— Но как же так… — снова не согласилась Ева Александровна. — Ведь это же дело добровольное, основанное на договорённости сторон, для чего же так формально подходить? Ведь это лишает всякого смысла сам жест доброй воли. Нелогично как-то.
— Вот ты и попалась, подруга! — внезапно расхохоталась Качалкина, и звук её зычного голоса отозвался раскатистым эхом под сводом раздевалочной территории. — Нелогично! Да какую ж ты тут логику ищешь, Евушка моя! — воскликнула она, отсмеяв положенное. — Все только о бабле думают, об чтобы туда-сюда неучтённое выдурить да свои двадцать копеек вставить против мильонов этих культурных. Мы вам Дюрыра этого простим шмурыра, а вы нам Левитанчика вашего не заметьте, хоть и нерусский, а тоже, поди, денег стоит, как наш родной, исторический. А разницу спишем, откат на откат — два отката, с каждой стороны если брать. Думаешь, другие они, немцы? С другого теста слеплены? Как же! Ровно такие ж, как мы, только моются чаще и улыбаются шире, а так всё как у всех — напрямую прут, внаглую, обходя любую заповедь. А жопу свою прикрывают чисто немчурской обходительностью: битте, мол, дритте, нихт капут, ваши пляшут — наших нет.
Ева помолчала, дав себе время переварить услышанное. Затем спросила:
— А откуда вы всё это знаете, Качалкина? Это же просто ужас — то, о чём вы говорите. Ведь такое просто невозможно. Они ведь преступники, получается, а не люди искусства, не ценители прекрасного, не апологеты красоты и добра.

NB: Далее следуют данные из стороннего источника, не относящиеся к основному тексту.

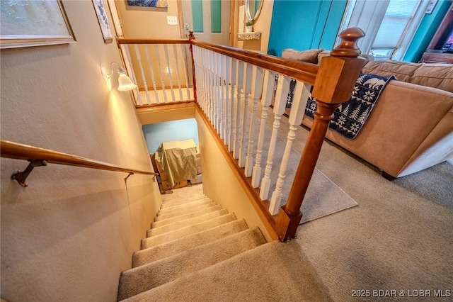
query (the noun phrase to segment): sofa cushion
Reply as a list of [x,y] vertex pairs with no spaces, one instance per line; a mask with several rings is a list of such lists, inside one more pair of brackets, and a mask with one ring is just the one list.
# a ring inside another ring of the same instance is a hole
[[324,50],[323,48],[298,51],[287,48],[282,52],[282,57],[285,59],[297,60],[297,61],[309,63],[318,63],[318,54]]
[[363,67],[362,72],[383,77],[394,75],[398,81],[408,82],[415,70],[421,65],[422,63],[391,60],[372,61]]
[[409,83],[453,92],[453,65],[422,63]]

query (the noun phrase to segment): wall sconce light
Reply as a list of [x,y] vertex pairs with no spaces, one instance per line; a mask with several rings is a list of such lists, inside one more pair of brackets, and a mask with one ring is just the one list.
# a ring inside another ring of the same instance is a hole
[[127,74],[126,74],[126,72],[125,69],[120,66],[118,63],[116,62],[113,62],[110,64],[110,68],[112,72],[108,74],[107,71],[103,67],[102,64],[101,64],[101,72],[102,72],[102,76],[104,78],[104,82],[105,82],[105,85],[108,88],[108,90],[112,90],[112,83],[110,82],[110,78],[113,74],[113,65],[115,64],[118,67],[118,90],[120,91],[127,91],[128,90],[132,90],[137,88],[137,85],[132,82],[132,79]]

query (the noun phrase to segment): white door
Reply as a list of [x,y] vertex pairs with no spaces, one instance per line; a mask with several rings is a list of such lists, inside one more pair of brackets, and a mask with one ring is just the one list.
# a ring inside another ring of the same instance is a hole
[[185,35],[193,30],[196,40],[230,45],[230,0],[180,0]]

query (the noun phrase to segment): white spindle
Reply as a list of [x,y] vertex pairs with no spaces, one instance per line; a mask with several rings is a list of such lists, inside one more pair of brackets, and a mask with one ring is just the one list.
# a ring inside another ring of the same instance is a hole
[[161,55],[159,51],[159,46],[157,44],[154,44],[154,51],[156,52],[156,57],[157,58],[157,64],[159,65],[159,72],[161,76],[161,85],[162,86],[162,92],[164,93],[164,101],[168,102],[167,93],[165,91],[165,81],[164,80],[164,74],[162,74],[162,66],[161,65]]
[[304,84],[302,82],[297,82],[296,84],[294,94],[292,99],[292,104],[291,106],[291,112],[289,113],[289,131],[283,153],[283,158],[280,164],[280,170],[278,173],[278,179],[275,190],[272,194],[270,198],[270,204],[269,206],[269,211],[272,215],[278,213],[280,202],[282,201],[282,189],[285,184],[285,177],[286,170],[289,161],[289,154],[292,148],[292,143],[296,138],[296,130],[299,125],[302,123],[302,118],[305,113],[305,106],[306,100],[310,95],[310,85]]
[[252,74],[253,72],[253,65],[247,63],[244,70],[244,101],[243,109],[242,110],[242,122],[241,125],[241,138],[239,142],[239,167],[243,168],[246,165],[246,152],[247,150],[246,146],[246,139],[247,137],[247,130],[248,130],[248,123],[253,123],[253,121],[248,118],[248,101],[250,100],[250,94],[252,89]]
[[156,86],[156,78],[154,77],[154,71],[153,69],[153,65],[149,57],[149,50],[148,50],[148,45],[144,47],[145,54],[147,55],[147,60],[148,60],[148,66],[149,67],[149,74],[151,74],[151,80],[153,82],[153,89],[154,91],[154,100],[156,104],[159,104],[159,94],[157,93],[157,86]]
[[274,96],[275,75],[275,72],[268,70],[266,70],[264,74],[264,89],[263,89],[263,96],[261,97],[261,123],[260,125],[260,134],[258,137],[255,166],[253,167],[253,172],[252,172],[252,186],[253,188],[258,188],[260,186],[260,181],[261,180],[261,158],[264,145],[266,119],[268,118],[268,111],[272,104]]
[[268,196],[269,196],[270,173],[272,172],[273,160],[274,158],[274,152],[275,152],[275,145],[277,145],[277,135],[278,134],[278,128],[280,127],[282,115],[285,113],[290,82],[291,79],[289,77],[282,74],[280,75],[278,84],[277,85],[277,95],[274,103],[274,123],[273,124],[272,135],[269,144],[268,160],[266,162],[264,177],[261,181],[261,187],[260,188],[260,198],[261,200],[268,199]]
[[214,59],[214,77],[215,79],[215,82],[214,84],[214,89],[215,90],[214,94],[214,108],[215,111],[215,121],[214,121],[214,128],[217,130],[217,133],[220,134],[220,113],[221,113],[221,107],[220,107],[220,54],[217,52],[213,53],[213,59]]
[[170,60],[168,57],[168,45],[166,44],[164,45],[164,53],[165,53],[165,59],[166,60],[166,63],[167,63],[167,66],[166,67],[166,73],[167,74],[167,76],[168,77],[168,79],[170,80],[170,91],[171,92],[171,101],[176,101],[176,98],[175,98],[175,90],[173,89],[173,72],[171,70],[171,67],[170,66]]
[[[180,44],[180,46],[181,49],[181,53],[183,54],[183,57],[184,57],[184,64],[183,65],[184,66],[184,75],[185,77],[185,88],[187,89],[187,99],[190,100],[190,99],[192,99],[192,97],[190,96],[190,90],[189,89],[189,74],[188,72],[188,69],[187,69],[187,67],[188,66],[188,60],[187,60],[187,52],[185,51],[185,46],[184,45],[184,44]],[[193,50],[195,50],[195,48],[197,47],[194,46],[193,47]]]
[[220,138],[225,140],[225,111],[226,111],[226,100],[225,99],[225,55],[219,55],[219,65],[220,65],[219,71],[220,71],[220,77],[219,77],[219,86],[220,86]]
[[239,144],[241,133],[239,132],[241,127],[239,127],[239,123],[241,121],[241,99],[242,99],[242,92],[243,91],[243,61],[239,61],[238,70],[236,72],[237,77],[237,97],[234,101],[234,123],[233,125],[233,157],[235,159],[239,158]]
[[229,119],[228,121],[228,150],[233,152],[234,143],[234,123],[236,123],[234,117],[234,89],[236,89],[236,73],[237,72],[238,61],[232,57],[229,57],[231,62],[231,69],[230,72],[230,94],[229,94]]
[[[130,59],[130,51],[129,50],[129,45],[127,47],[125,47],[124,48],[124,50],[125,50],[125,52],[126,53],[126,57],[127,58],[127,61],[130,62],[132,62],[132,60]],[[134,82],[134,83],[137,83],[137,78],[135,77],[135,73],[134,72],[134,67],[132,67],[132,64],[130,64],[130,75],[132,77],[132,81]],[[143,102],[142,101],[142,96],[140,96],[140,90],[139,89],[138,85],[137,86],[137,88],[135,88],[135,96],[137,97],[137,101],[138,102],[138,104],[140,106],[143,105]]]
[[139,66],[140,67],[140,73],[142,74],[142,79],[143,80],[143,86],[144,86],[144,93],[147,96],[147,101],[148,105],[151,105],[151,99],[149,97],[149,91],[148,91],[148,84],[147,84],[147,77],[144,75],[144,70],[143,69],[143,63],[142,62],[142,56],[140,55],[140,50],[139,50],[138,44],[134,44],[134,47],[135,48],[135,56],[137,57],[137,60],[139,62]]
[[229,116],[229,109],[230,109],[230,99],[229,99],[229,84],[230,84],[230,77],[231,73],[231,58],[227,56],[224,56],[224,92],[225,92],[225,115],[224,118],[224,142],[226,145],[229,145],[229,127],[231,125],[230,123],[230,116]]
[[184,101],[183,98],[183,89],[181,89],[181,79],[179,75],[179,61],[178,57],[178,50],[176,49],[176,44],[173,45],[173,55],[175,57],[175,61],[176,65],[176,79],[178,80],[178,89],[179,91],[179,101]]
[[253,167],[253,125],[255,125],[255,114],[256,113],[256,109],[258,108],[258,101],[259,100],[259,98],[261,96],[261,93],[263,91],[263,68],[256,67],[255,72],[255,85],[252,91],[253,106],[252,108],[252,113],[250,117],[250,128],[248,129],[248,146],[247,147],[246,167],[244,169],[244,174],[247,177],[249,177],[252,175],[252,168]]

— Ну-у, завела-а-а свою песню, снова-здорóво, подруга ты моя, — несколько разочарованно протянула Качалкина. — Откуда узна-ала… где взяла-а… апологе-еты-шмалогеты… Оттуда и узнала, что сы`ночка рассказал, а он уж точно знает, он у меня на «Мерседес-Бенц» теперь трудится, старшим над электриками. Так у него вчера был один из этих, чинился, масло менял, а сам нетрезвый, хотя и в настроении, ну и сказал, что скоро у Всесвятской в музее большая экспозиция, приглашал на открытие, если заодно к маслу ещё электрику ему сделает как надо. Карточку дал свою — доцентом по нашему же делу трудится, Лев какой-то там, дальше не упомнила. И сказал, будет он теперь по вопросам реституции, по переговорному процессу с немецкой стороной биться. А под конец приплёл, что, мол, русский народ хоть никому юридически ничего не должен, что и так высокую цену заплатил, одних людей тридцать мильонов наших положили, но это ещё не означает, говорит, что надо ответно награбленное при себе иметь и что правильней то на то просто так обменять, без ничего. Так-то, милая моя, вот такие уроды на свете встречаются, хоть и доценты, а ты говоришь, апологеты-котлеты! Вот он и есть живой апологет троглодитский, лишь бы задницу немецкую подлизать за «мерседесы» ихние да откаты!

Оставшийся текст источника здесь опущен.